The University is getting some tough love for its efforts to make a GW degree affordable.

The University landed on a public policy group’s “tough love” list this week for failing to enroll 17 percent of freshmen on Pell grants in 2011 or 2012. The Education Trust suggested that colleges who fail to meet the threshold should face federal funding cuts if they do not improve after three or four years, the Chronicle of Higher Education reported.

The group’s study comes as the White House prepares to roll out a rating system for all universities to spur improvements in financial aid and graduation rates.

“Goals without consequences won’t get the job done. Having real consequences for under-performing institutions that fail to meet those benchmarks helps ensure that our higher education system is serving students and the public good,” the study concludes.

Eight of the 14 universities GW considers its peers also landed on the list, including American, Georgetown, Duke and Northwestern universities.

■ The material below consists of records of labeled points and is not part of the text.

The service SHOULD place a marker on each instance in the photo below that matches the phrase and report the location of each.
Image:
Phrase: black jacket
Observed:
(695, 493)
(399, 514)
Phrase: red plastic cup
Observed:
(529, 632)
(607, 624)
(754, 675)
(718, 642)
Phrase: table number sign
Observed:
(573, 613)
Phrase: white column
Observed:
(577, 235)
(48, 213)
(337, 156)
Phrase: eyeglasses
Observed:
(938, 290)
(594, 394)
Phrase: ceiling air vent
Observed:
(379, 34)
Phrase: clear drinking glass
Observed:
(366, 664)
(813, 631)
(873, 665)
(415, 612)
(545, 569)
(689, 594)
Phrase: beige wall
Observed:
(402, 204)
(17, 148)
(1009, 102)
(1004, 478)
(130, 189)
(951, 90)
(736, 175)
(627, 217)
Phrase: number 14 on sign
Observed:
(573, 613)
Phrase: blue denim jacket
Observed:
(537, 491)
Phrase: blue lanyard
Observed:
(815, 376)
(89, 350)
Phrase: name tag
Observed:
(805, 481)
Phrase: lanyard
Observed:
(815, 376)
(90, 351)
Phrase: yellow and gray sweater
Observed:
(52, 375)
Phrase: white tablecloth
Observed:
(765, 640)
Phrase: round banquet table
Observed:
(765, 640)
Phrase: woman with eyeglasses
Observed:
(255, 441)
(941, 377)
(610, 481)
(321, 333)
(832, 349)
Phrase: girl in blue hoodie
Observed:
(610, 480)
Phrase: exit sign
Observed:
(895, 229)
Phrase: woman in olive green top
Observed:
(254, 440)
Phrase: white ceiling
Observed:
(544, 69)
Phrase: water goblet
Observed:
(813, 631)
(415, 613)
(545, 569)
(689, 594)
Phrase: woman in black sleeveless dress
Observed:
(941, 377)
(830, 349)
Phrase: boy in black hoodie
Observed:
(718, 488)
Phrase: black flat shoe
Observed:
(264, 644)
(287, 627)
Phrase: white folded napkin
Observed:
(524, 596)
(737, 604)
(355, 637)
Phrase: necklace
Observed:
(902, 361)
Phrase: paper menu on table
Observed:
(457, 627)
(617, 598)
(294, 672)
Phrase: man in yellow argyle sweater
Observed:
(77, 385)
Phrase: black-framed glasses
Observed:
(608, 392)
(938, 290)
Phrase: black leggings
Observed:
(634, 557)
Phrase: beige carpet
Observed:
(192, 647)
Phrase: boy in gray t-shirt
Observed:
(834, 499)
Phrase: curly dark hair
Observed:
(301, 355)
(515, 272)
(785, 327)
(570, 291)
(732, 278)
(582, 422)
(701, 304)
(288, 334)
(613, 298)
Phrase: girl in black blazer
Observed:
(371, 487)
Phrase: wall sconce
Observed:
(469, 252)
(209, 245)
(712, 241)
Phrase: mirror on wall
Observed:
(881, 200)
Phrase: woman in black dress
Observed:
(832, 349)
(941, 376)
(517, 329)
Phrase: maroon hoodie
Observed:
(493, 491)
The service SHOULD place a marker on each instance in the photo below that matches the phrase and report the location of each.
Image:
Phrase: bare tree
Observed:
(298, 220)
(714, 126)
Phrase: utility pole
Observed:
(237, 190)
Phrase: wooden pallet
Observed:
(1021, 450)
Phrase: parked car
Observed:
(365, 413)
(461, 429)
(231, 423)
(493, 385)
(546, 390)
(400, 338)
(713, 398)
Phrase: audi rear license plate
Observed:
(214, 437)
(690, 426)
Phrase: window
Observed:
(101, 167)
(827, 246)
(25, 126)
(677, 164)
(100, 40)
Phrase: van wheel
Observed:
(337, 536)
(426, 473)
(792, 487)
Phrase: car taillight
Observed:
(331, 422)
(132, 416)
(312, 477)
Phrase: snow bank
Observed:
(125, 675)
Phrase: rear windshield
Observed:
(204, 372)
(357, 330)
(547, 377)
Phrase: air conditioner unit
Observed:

At GW, 13 percent of freshmen received Pell Grants in 2011 and 12 percent in 2012, according to the group’s data, up from 9 percent in 2008. About 14 percent of GW students received aid from the federal program this year.

Associate Vice President for Financial Assistance Dan Small and Senior Associate Provost for Enrollment Management Laurie Koehler did not immediately return requests for comment.

The maximum Pell Grant award given during the 2013-14 academic year was $5,635, according the Department of Education.

After President Obama declared a “year of action” on college affordability in January, University President Steven Knapp launched a task force to focus on college access and success, making plans to send admissions staff to public D.C. high schools and host workshops on essay writing and applications.

The University’s financial aid pool grew by 3.6 percent to about $170 million for next year, though experts have questioned whether that is enough to make up for standard tuition increases.